The voltage of an electrochemical cell depends on the redox reaction occurring in the cell. Given a redox reaction below:
Zn(s) + Pb2+(aq) --> Zn2+(aq) + Pb(s)
Pb2+(aq) + 2 e--->Pb(s)Eº = -0.13V
Zn2+(aq) + 2 e--->Zn(s)Eº = -0.76V
Calculate the E.M.F (Voltage) of the cell
To calculate the E.M.F (voltage) of the cell, you can use the formula:
Ecell = Ecathode - Eanode
Where Ecathode is the reduction potential of the cathode (the reduction half-reaction) and Eanode is the reduction potential of the anode (the oxidation half-reaction).

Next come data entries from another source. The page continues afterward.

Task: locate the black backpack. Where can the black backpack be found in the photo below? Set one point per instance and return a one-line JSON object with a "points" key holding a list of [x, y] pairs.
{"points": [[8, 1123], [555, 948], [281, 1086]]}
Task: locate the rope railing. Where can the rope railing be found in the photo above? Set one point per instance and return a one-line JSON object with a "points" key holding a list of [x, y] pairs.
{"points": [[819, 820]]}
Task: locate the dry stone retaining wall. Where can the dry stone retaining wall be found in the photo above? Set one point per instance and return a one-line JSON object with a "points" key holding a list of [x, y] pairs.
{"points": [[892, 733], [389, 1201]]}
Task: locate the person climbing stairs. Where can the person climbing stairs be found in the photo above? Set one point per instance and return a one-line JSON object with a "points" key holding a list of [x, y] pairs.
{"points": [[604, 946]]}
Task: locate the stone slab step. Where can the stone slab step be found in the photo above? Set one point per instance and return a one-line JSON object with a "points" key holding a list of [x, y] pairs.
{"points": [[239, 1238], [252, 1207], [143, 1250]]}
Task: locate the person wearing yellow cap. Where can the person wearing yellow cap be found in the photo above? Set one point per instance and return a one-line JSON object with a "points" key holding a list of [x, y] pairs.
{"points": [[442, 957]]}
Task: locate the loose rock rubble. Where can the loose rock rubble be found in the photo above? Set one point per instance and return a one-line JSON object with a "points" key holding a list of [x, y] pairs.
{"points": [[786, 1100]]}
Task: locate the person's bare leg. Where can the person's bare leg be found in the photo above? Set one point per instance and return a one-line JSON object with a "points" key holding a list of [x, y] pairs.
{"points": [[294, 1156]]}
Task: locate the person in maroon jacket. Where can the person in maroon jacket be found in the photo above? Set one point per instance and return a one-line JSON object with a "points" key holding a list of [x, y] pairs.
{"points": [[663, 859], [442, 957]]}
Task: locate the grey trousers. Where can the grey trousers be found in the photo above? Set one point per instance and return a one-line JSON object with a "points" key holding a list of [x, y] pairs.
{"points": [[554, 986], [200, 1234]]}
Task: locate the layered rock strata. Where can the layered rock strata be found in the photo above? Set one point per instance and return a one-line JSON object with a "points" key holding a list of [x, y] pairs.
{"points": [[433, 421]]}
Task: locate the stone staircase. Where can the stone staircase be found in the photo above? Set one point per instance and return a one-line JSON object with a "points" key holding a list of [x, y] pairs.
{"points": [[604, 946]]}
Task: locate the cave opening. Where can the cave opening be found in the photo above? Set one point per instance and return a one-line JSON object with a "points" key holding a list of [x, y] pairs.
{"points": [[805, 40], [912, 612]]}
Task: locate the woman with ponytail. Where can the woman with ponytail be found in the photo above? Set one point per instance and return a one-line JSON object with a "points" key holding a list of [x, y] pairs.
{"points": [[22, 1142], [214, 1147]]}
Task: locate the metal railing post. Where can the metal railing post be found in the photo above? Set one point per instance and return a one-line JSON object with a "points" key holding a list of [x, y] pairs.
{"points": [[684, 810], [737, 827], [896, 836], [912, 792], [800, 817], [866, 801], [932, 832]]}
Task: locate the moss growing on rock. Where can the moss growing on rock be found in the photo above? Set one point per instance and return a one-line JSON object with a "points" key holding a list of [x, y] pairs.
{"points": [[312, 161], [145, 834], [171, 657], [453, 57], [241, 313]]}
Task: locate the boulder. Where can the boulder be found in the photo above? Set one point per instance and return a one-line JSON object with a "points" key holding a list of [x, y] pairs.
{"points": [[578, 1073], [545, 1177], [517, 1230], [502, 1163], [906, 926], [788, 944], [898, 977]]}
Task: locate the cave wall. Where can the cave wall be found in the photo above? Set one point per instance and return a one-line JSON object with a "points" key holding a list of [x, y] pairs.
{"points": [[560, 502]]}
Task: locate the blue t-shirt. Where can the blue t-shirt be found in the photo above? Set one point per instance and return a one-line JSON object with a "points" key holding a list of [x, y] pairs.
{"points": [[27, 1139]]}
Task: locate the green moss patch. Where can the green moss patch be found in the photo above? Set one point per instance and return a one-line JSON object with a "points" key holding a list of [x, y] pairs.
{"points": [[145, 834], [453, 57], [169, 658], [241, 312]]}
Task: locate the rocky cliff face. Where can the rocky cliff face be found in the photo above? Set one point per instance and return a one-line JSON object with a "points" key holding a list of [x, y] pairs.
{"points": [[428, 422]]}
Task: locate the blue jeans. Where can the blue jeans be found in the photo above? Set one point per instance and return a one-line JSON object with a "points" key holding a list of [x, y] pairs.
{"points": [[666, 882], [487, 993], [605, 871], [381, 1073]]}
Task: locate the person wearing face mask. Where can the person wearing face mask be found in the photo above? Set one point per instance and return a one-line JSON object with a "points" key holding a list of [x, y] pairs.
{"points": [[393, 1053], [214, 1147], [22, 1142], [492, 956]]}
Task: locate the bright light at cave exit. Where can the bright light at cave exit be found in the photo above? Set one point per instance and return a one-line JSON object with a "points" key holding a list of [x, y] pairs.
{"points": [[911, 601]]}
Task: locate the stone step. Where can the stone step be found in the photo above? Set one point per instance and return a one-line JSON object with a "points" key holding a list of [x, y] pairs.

Looking at the given redox reaction:
Zn(s) + Pb2+(aq) --> Zn2+(aq) + Pb(s)
- The reduction half-reaction is: Pb2+(aq) + 2 e- --> Pb(s) with a reduction potential of Eº = -0.13V.
- The oxidation half-reaction is: Zn(s) --> Zn2+(aq) + 2 e- with a reduction potential of Eº = -0.76V.
Now, we'll substitute these values into the formula:
Ecell = Ecathode - Eanode
Ecell = (-0.13V) - (-0.76V)
Simplifying the equation:
Ecell = 0.63V
Therefore, the E.M.F (voltage) of the cell is 0.63 volts.